Authors: Christa W. Habela, Shiyu Liu, Arens Taga, Sean Oddoye, Raha Dastgheyb, Norman Haughey, Dwight E. Bergles, Hongjun Song, Guo-Li Ming, and Nicholas J. Maragakis
Translational Psychiatry, 29 August 2025
Scientists use the Maestro MEA platform to reveal how a common chromosomal deletion disrupts brain development and function.
Deletions in the chromosome 15q11.2 locus occur in ~1.5% of epilepsy patients and are also strongly linked to schizophrenia and intellectual disability, but their effects on neuronal function remain unclear. To investigate, researchers in this study generated an iPSC line carrying this deletion and monitored the maturation of human neuronal networks.
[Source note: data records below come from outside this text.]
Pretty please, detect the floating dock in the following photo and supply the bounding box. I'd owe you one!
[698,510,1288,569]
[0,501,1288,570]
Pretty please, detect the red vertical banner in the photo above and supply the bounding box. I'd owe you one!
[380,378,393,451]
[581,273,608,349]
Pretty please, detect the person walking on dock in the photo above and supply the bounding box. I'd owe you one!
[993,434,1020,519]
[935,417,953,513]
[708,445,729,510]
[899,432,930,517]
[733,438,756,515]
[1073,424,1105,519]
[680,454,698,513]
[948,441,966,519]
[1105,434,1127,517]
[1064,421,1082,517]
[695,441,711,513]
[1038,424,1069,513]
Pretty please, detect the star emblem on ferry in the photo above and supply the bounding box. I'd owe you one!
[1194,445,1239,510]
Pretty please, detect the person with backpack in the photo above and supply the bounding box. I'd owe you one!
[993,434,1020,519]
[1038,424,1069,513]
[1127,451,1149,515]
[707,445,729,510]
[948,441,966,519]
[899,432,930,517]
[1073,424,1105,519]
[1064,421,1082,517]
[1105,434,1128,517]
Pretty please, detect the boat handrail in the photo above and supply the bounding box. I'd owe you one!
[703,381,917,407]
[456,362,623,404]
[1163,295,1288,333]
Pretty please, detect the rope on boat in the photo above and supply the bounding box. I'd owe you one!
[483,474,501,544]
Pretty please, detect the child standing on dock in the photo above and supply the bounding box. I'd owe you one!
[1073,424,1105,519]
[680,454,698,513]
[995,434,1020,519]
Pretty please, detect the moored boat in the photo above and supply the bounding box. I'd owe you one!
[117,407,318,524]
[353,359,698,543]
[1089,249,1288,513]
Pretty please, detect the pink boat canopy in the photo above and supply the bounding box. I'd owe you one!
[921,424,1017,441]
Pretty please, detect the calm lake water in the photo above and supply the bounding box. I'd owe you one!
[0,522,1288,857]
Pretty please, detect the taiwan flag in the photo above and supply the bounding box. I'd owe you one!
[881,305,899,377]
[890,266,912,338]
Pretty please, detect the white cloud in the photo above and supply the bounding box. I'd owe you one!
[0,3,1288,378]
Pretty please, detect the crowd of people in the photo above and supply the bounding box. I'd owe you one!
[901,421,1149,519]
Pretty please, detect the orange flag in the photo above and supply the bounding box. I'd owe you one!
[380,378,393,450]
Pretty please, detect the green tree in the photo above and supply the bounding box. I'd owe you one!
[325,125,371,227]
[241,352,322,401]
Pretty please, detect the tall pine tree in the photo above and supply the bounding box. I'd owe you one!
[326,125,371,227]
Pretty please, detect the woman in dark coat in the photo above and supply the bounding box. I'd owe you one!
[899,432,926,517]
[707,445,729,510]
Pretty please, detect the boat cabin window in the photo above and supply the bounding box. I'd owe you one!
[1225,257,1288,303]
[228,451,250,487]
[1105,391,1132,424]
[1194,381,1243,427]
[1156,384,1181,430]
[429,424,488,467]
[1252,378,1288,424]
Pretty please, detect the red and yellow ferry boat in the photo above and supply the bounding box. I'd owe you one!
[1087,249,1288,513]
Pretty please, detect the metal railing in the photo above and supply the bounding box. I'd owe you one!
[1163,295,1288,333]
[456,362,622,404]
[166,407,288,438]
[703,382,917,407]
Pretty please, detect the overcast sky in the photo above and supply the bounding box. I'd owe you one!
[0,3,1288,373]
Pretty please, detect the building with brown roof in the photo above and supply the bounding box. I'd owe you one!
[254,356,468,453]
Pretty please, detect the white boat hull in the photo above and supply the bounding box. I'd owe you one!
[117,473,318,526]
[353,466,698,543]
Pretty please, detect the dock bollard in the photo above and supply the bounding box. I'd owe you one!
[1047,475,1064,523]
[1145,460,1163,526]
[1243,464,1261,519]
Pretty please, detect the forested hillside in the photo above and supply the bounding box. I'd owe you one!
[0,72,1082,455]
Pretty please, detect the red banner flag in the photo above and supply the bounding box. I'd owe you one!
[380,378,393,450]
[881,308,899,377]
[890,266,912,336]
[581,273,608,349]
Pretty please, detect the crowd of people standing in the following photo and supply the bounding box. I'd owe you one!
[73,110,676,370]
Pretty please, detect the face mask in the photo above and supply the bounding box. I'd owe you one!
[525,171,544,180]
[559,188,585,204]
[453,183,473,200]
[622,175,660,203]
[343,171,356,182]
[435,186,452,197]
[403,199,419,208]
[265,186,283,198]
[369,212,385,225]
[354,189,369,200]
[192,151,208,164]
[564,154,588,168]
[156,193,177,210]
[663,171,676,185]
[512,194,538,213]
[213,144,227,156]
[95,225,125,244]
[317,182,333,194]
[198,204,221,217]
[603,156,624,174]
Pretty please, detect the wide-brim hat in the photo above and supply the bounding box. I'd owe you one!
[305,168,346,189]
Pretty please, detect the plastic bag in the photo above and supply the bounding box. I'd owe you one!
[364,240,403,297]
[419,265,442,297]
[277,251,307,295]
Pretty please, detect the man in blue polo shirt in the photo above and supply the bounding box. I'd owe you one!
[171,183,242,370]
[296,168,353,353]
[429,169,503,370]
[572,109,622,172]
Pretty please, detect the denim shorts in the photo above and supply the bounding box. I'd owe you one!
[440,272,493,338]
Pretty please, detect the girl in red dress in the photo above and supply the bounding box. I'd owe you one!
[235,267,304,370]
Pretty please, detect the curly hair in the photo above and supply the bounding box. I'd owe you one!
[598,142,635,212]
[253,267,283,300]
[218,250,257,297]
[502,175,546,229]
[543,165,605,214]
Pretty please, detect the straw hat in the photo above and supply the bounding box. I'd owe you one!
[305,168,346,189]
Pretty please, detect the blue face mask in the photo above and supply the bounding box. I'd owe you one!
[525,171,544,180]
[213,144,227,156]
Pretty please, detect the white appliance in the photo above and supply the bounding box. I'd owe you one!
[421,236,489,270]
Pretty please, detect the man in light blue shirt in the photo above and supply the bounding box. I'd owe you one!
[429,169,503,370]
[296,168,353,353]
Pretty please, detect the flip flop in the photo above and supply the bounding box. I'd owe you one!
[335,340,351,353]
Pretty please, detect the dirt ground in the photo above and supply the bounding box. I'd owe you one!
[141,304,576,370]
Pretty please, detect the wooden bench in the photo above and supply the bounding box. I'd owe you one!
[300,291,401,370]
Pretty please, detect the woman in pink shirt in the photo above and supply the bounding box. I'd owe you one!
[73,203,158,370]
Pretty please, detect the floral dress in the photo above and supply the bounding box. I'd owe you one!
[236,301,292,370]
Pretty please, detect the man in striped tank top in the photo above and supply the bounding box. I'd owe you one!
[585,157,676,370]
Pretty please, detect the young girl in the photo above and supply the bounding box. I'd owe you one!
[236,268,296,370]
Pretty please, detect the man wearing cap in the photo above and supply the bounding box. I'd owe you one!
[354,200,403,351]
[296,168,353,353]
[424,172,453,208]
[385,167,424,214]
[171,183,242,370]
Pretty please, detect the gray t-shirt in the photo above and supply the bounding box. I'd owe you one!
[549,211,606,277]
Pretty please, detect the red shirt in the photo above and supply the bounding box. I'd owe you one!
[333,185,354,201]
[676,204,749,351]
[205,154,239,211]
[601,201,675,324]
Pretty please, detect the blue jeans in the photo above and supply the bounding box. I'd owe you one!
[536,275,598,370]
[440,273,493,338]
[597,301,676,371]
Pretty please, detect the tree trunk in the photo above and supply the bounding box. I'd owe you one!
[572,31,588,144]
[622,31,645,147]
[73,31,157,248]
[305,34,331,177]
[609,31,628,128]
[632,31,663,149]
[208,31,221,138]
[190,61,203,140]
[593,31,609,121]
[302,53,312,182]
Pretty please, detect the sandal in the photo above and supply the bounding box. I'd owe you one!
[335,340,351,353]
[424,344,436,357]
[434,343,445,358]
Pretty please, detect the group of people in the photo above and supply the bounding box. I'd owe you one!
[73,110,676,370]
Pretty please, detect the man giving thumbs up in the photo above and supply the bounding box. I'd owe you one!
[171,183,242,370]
With Axion BioSystems’ noninvasive Maestro Edge multielectrode array (MEA), the team recorded activity from co-cultures of glutamatergic and GABAergic neurons with astrocytes. They found that the 15q11.2 deletion led to shorter, less complex dendrites, delayed maturation, and disrupted excitatory-inhibitory balance, resulting in reduced network activity. Pharmacological assays with CNQX and bicuculline further highlighted altered AMPA/kainate receptor signaling and impaired GABAergic responses.
These results shed light on how 15q11.2 deletion impacts brain circuitry and provide a mechanistic link to epilepsy, schizophrenia, and other neurodevelopmental and neuropsychiatric disorders associated with this genomic variant.